A l’université, il milite au sein de la Fédération estudiantine et scolaire de Côte d’Ivoire (Fesci), sans toutefois être au premier plan. Le déclic pour le syndicalisme intervient en 1992, à Toumodi où il est affecté en qualité de professeur de langue Française, après être passé par l’UFHB à la faculté des lettres modernes. «Alors que nous aspirions à un salaire complet, nous avons été frappés par le raccrochage. Cette injustice a réveillé en moi, l’âme d’un combattant», souligne-t-il. Au plan syndical, militant du Syndicat des enseignants du secondaire de Côte d’Ivoire (Synesci), syndicat unique de l’Enseignement secondaire à l’époque, il devient en 1999, membre de l’Union démocratique des enseignants du second degré de Côte d’Ivoire (Udensci) créée par le doyen Alfred Guemené qui est son maître syndical.
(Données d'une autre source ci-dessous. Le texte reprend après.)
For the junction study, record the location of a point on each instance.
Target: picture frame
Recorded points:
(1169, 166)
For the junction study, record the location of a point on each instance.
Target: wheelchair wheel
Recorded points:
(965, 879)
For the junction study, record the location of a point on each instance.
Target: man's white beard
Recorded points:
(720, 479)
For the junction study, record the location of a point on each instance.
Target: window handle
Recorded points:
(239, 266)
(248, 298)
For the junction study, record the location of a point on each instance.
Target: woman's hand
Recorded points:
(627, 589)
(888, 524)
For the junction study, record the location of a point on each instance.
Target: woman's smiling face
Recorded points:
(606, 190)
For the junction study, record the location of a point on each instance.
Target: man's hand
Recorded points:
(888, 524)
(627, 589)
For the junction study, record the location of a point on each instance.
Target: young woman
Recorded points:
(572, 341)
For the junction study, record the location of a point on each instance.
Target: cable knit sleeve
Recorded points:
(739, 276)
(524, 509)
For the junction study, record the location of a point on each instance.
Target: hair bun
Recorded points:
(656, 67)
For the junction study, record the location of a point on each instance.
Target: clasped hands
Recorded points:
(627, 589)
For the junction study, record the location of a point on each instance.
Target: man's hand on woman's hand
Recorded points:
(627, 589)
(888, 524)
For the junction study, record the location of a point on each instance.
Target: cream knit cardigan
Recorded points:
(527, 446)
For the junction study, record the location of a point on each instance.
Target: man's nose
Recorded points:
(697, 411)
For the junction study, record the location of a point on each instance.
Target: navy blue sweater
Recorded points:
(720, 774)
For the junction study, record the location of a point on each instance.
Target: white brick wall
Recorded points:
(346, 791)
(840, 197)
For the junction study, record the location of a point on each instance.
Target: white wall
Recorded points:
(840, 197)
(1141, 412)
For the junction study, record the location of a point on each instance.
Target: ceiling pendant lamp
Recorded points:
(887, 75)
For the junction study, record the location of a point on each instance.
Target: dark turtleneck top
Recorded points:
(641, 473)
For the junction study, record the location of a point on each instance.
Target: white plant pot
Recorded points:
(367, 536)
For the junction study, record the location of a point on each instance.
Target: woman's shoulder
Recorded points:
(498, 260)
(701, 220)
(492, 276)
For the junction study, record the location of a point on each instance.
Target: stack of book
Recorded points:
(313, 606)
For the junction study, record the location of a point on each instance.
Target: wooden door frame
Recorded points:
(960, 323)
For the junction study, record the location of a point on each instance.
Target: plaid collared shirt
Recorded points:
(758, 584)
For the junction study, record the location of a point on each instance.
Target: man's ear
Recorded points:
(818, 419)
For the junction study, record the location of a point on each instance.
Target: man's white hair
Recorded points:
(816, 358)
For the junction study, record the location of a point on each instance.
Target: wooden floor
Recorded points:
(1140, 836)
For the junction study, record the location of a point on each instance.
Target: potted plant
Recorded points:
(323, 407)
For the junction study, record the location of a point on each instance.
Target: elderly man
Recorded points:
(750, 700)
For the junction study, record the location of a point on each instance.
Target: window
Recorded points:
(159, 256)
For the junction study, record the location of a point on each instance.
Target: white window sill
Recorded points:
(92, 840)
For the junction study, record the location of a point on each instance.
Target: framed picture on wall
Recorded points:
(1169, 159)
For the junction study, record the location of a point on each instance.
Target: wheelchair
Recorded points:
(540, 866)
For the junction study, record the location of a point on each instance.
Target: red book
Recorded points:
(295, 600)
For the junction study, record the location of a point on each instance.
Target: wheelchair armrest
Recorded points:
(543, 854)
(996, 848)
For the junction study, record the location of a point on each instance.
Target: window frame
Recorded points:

Secrétaire général adjoint (Sga 1) de l’Udensci, elle-même membre du collectif des syndicats du secteur éducation formation, il a contribué à la lutte pour le décrochage, en 2000 et à la mise en place du profil de carrière des enseignants. Zadi Gnagna devient secrétaire général de l’Udensci en 2007. Mais ayant compris très tôt, que c’est avec les grands groupes que les grandes victoires se remportent, il a mis en place avec plusieurs autres syndicats de la Fonction publique, la Centrale Plateforme nationale en 2015. Il en est le premier président. Il a travaillé à l’implantation de la Centrale, à la consolidation, faisant d’elle, l’une des six centrales syndicales importantes et actives en Côte d’Ivoire. Il a aussi positionné la Pfn à l’International. En 2017, toujours à la tête de la Pfn, il a engagé et gagné la lutte historique. Grâce à lui, les veuves et les orphelins, ont vu leur situation s’améliorer et les retraités leurs pensions revalorisées. Plus de 41.000 fonctionnaires ont eu 100 à 150 points de plus sur leur indice. Plus de 1.800 agents journaliers, sont intégrés à la Fonction publique. Le stock des arrières dû à la revalorisation salariale de 2009, est payé et c’est autour de 35 milliards Fcfa par an.
Si aujourd’hui les syndicats peuvent faire leurs précomptes, depuis la solde, c’est grâce à sa lutte. Au plan de la mutualité, l’homme est resté membre de l’Assemblée générale de la Mugef-ci, de 2002- à 2011. Attaché au social et se préoccupant de la prise en charge des travailleurs, il contribue à la création de la mutuelle des personnels du ministère de l’éducation nationale. Il en est resté membre du Conseil d’administration de 2014 à 2019.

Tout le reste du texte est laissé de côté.